Temporary legal status for Hondurans and Nicaraguans to emigrate and receive work permits grew out of Washington’s humanitarian response to Hurricane Mitch, which struck both countries in the fall of 1998, killing almost 7,300 people.
“Temporary Protected Status was designed to be just that — temporary,” Homeland Security Secretary Kristi Noem said in a statement, adding that Honduras and Nicaragua had “taken all the necessary steps” to recover from the massive storm.
Around 72,000 migrants from Honduras and 4,000 migrants from Nicaragua currently live in the US under the protected status.
Noem noted that the removal of the temporary legal status was in compliance with the law signed by former President George H.W. Bush that had initially authorized the protections in 18-month stints.
Termination of the temporary protections will take effect Sept. 3.
Migrants will be able to self-deport with a taxpayer-funded plane ticket and $1,000 incentive via the US Customs and Border Protection’s CBP Home App, the inverse of the Biden’s administration’s CBP One that let almost million asylum seekers into the country.
Noem earlier sought to eliminate temporary legal status for Haitians and Venezuelans as well, but federal judges blocked both moves, shielding up to 850,000 from being vulnerable to immigration removals.
In May, the Supreme Court overruled the San Francisco judge who paused the Venezuelan deportations, clearing the way for up to 350,000 to leave the US and more temporary protected status designations to be yanked.

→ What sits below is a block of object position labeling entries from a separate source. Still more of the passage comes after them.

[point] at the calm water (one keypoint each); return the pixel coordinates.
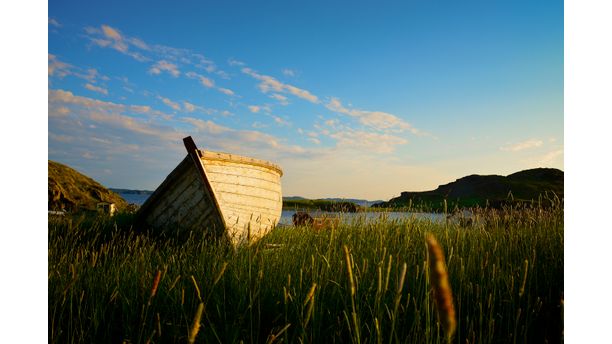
(137, 199)
(286, 216)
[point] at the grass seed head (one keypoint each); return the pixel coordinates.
(441, 286)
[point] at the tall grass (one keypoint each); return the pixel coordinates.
(365, 282)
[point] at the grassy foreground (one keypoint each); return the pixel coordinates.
(109, 284)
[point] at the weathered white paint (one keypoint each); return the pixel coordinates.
(248, 192)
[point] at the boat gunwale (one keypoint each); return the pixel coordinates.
(238, 159)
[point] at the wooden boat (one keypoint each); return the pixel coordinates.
(227, 196)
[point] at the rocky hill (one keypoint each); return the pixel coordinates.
(73, 191)
(479, 190)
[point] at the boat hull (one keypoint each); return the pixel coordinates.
(236, 198)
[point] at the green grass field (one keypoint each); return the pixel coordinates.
(506, 274)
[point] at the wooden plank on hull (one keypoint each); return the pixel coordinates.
(248, 191)
(169, 203)
(221, 178)
(161, 190)
(245, 172)
(194, 153)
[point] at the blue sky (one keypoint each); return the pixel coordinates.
(350, 99)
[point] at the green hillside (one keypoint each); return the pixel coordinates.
(489, 190)
(73, 191)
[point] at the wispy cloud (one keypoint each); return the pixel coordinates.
(54, 22)
(189, 107)
(281, 99)
(234, 62)
(165, 66)
(174, 105)
(288, 72)
(246, 141)
(367, 141)
(206, 82)
(58, 68)
(109, 37)
(96, 89)
(226, 91)
(209, 83)
(269, 83)
(375, 119)
(97, 112)
(551, 157)
(528, 144)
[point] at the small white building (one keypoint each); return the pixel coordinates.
(106, 208)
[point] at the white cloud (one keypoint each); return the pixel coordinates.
(244, 141)
(280, 121)
(165, 66)
(288, 72)
(107, 36)
(96, 112)
(551, 157)
(54, 22)
(375, 119)
(189, 107)
(258, 125)
(174, 105)
(225, 91)
(207, 82)
(281, 99)
(58, 68)
(96, 89)
(528, 144)
(234, 62)
(269, 83)
(366, 141)
(207, 126)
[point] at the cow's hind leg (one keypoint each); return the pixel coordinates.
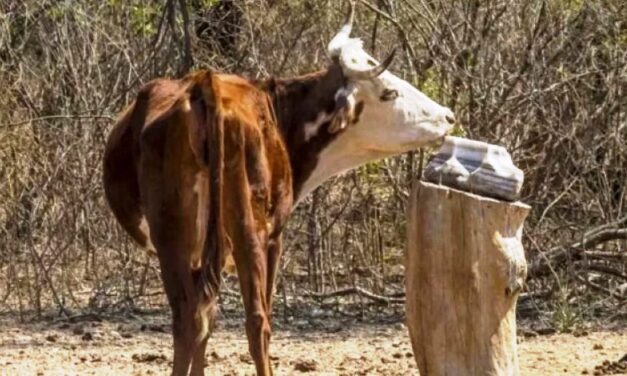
(189, 323)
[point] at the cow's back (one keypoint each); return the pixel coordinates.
(155, 165)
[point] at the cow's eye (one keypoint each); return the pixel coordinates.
(388, 95)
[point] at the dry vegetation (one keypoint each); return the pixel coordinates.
(545, 78)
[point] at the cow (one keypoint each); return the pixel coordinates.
(209, 167)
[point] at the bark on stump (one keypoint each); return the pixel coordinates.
(465, 266)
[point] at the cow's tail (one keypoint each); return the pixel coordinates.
(214, 249)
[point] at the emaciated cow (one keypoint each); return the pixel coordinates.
(209, 166)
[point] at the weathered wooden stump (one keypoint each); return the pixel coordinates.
(465, 266)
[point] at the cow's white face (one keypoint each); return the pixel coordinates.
(389, 115)
(395, 116)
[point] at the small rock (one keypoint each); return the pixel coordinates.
(149, 357)
(114, 334)
(52, 337)
(306, 365)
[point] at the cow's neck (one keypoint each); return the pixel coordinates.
(304, 107)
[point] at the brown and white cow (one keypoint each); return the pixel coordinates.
(209, 166)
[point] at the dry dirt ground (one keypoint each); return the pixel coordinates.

Days before leaving office, Biden’s Department of Homeland Security postponed the deportation of nearly 1 million migrants from Sudan, Ukraine, El Salvador and Venezuela — the last of which became a breeding ground for members of the vicious gang Tren de Aragua — until 2026.
President Trump had scrapped the program during his first term and expelled around 400,000 migrants before being bogged down by legal challenges.